Publiés chaque trimestre par Statimmo Maroc, un groupement d’intérêt économique (GIE) composé de 4 sociétés de conseil en immobilier d’entreprise (Carré Immobilier, CBRE, Colliers et JLL), les indicateurs du marché de l’immobilier d’entreprise pour le 3ème trimestre 2014 pour le Grand Casablanca ont légèrement déçus par rapport au 2ème trimestre.
Si la demande placée de bureaux (volume des transactions locatives et ventes à utilisateurs) s’élève à 10.657 m² sur le 3ème trimestre, soit une baisse de moins de 5% par rapport au 2ème trimestre 2014, elle marque par contre, une hausse de 52% par rapport au 3ème trimestre 2013. On remarque donc un léger recul par rapport au trimestre précédent, mais une progression très forte comparée à la même période de l’année passée.
En revanche, aucune acquisition n’a été réalisée. La demande placée de bureaux de 10.657 m² concerne uniquement le locatif. Calculé sur la base des transactions réalisées, le loyer facial moyen pondéré des bureaux s’élève à 168 DH/m² et par mois, en hausse de 20% par rapport au 2ème trimestre. Il enregistre également une progression de 5% par rapport au 3ème trimestre 2013.

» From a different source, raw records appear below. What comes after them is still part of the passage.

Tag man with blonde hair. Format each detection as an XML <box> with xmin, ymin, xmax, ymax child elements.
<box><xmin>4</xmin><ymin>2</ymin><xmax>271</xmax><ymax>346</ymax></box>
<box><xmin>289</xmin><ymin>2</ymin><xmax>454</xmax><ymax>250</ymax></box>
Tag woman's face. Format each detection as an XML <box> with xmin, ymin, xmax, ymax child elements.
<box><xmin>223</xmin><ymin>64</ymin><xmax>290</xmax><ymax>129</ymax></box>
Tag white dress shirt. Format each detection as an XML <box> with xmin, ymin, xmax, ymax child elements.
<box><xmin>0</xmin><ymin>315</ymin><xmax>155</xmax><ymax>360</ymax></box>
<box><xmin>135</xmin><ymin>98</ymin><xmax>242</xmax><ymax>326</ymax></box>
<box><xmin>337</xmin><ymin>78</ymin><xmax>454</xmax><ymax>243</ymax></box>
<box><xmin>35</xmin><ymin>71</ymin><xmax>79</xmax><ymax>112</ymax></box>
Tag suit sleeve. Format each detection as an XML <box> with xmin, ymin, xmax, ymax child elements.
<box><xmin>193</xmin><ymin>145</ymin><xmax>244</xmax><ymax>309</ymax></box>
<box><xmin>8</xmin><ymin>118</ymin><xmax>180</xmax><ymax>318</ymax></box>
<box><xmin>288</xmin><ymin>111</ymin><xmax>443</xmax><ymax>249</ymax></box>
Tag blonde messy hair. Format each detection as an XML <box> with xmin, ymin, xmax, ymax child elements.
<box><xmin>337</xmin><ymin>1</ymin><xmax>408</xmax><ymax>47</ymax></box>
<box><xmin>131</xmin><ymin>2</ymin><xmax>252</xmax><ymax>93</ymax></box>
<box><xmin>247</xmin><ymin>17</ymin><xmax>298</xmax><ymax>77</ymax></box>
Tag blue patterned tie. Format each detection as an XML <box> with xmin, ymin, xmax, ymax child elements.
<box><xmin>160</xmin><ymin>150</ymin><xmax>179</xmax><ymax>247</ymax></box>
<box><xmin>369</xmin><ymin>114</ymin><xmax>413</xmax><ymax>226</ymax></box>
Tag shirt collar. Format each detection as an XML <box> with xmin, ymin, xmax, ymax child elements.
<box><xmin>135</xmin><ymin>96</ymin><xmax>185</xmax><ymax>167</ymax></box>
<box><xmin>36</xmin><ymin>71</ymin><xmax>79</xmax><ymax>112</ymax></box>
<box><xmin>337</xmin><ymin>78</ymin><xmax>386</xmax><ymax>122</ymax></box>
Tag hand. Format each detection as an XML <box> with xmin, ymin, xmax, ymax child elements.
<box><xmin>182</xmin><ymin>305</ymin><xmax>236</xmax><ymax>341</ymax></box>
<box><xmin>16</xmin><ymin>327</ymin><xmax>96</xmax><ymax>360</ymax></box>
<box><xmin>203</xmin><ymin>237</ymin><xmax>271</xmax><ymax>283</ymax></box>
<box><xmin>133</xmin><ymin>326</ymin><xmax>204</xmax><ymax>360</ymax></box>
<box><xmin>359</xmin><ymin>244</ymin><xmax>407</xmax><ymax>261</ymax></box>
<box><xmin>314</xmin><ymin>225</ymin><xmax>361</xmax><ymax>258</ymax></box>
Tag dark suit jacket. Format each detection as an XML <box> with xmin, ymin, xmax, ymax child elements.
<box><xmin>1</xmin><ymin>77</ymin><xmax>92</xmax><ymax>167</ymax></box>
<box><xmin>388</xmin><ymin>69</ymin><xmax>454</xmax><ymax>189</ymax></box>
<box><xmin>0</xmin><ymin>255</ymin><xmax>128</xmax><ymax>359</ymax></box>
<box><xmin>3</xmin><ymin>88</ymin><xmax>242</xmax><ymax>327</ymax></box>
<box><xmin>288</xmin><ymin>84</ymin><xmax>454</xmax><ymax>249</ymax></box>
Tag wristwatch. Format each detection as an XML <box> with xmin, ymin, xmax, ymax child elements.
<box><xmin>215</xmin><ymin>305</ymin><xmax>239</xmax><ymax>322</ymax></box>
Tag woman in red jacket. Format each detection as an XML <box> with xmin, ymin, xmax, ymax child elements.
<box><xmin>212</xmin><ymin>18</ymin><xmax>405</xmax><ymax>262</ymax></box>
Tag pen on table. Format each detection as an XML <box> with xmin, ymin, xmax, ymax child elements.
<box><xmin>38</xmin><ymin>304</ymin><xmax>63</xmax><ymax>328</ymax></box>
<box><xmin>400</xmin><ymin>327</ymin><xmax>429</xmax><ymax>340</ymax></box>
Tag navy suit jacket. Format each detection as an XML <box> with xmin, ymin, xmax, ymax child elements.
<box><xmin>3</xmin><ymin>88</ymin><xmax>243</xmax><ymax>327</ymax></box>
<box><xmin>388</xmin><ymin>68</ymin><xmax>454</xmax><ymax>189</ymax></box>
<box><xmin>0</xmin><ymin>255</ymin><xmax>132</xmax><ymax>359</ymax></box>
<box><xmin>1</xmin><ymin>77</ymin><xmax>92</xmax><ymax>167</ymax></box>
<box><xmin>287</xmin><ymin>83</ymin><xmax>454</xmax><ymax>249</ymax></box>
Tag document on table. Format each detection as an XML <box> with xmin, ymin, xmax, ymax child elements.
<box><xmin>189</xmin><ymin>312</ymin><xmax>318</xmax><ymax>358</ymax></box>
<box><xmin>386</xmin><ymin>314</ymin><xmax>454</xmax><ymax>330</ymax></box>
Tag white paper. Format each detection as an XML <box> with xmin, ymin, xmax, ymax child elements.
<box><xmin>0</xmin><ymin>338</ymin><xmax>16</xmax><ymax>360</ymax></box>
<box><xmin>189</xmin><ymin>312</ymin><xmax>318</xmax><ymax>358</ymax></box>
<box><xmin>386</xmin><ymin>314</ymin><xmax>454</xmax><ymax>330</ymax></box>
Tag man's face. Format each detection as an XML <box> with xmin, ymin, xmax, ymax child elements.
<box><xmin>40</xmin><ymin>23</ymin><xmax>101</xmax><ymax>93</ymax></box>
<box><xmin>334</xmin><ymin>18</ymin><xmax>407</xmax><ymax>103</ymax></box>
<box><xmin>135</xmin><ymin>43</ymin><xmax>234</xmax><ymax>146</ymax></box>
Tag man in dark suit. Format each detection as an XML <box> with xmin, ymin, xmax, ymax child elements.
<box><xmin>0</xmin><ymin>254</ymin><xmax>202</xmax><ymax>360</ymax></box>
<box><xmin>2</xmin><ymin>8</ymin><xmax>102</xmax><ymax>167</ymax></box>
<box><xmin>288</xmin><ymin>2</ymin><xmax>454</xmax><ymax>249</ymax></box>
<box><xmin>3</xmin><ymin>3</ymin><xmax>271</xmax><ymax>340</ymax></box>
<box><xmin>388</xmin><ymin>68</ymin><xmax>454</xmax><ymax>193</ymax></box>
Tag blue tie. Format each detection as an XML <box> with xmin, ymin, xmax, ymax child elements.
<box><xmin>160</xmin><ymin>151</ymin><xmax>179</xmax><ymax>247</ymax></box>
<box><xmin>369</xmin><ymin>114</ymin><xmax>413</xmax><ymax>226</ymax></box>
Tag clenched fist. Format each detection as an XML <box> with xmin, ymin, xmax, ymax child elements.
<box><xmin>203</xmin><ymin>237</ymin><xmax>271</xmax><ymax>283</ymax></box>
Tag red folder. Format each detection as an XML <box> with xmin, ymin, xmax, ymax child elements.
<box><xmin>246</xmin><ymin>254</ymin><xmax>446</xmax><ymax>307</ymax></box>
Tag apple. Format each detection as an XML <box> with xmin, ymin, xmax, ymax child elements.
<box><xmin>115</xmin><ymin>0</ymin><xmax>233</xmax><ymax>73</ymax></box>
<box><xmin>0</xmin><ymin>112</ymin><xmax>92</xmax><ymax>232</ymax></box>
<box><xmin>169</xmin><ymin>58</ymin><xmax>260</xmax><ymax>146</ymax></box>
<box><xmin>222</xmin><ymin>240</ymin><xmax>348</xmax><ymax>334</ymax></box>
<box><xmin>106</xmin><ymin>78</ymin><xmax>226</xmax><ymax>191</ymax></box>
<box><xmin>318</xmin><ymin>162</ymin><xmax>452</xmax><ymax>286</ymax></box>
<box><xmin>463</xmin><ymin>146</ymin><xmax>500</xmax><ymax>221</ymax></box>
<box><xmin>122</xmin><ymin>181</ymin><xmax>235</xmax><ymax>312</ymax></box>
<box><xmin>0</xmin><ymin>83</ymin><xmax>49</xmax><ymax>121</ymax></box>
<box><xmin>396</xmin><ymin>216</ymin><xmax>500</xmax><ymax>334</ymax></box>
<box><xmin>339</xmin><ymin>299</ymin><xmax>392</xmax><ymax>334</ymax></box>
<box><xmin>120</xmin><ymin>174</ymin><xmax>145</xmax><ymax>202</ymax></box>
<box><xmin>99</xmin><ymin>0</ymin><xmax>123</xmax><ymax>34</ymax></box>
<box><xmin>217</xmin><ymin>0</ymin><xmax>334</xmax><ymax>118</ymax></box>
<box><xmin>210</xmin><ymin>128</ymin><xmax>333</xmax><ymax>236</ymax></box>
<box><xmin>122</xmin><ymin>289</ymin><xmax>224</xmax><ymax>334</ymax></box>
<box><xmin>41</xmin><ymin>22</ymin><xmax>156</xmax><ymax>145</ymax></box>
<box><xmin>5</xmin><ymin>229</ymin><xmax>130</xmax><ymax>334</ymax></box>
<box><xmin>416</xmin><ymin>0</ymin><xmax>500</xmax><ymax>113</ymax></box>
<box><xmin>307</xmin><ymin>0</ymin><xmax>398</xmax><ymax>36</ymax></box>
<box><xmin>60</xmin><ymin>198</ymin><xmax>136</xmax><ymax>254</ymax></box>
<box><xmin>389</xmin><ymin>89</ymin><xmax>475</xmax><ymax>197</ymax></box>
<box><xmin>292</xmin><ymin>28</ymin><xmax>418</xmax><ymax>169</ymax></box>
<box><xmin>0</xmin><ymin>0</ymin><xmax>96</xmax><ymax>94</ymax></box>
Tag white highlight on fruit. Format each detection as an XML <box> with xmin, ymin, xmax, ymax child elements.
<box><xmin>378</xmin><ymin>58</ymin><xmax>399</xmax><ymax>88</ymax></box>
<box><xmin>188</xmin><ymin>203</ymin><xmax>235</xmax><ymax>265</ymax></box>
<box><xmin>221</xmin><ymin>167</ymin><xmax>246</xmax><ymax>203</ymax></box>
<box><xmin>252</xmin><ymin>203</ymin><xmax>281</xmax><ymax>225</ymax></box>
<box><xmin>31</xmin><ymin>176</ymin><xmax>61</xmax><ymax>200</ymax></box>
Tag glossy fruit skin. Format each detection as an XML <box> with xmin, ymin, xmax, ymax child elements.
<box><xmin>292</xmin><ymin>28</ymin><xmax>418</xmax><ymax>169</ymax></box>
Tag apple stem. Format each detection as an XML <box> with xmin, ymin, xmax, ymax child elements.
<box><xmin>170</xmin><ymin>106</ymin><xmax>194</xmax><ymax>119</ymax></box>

Créé en octobre 2014, ce GIE dont l’objectif est « d’améliorer la lisibilité des marchés immobiliers d’entreprise pour les utilisateurs et les investisseurs », se base dans ses statistiques de bureaux sur un découpage en 7 secteurs : corniche Ain Diab, centre ville historique, quartier central des affaires, Casa Anfa, entrée de ville, Casanearshore et Ain Sebaa.
Le groupement a opté pour l’établissement de zones et quartiers répondant à une réalité économique excluant les appartements reconvertis en bureaux.
De ce fait, elle dispose d’un échantillon limité, mais fiable et homogène. Sa méthodologie repose sur des transactions dont la source est jugée sûre et fiable et respecte la neutralité des contributeurs. Les données recueillies sont remises à un organisme indépendant.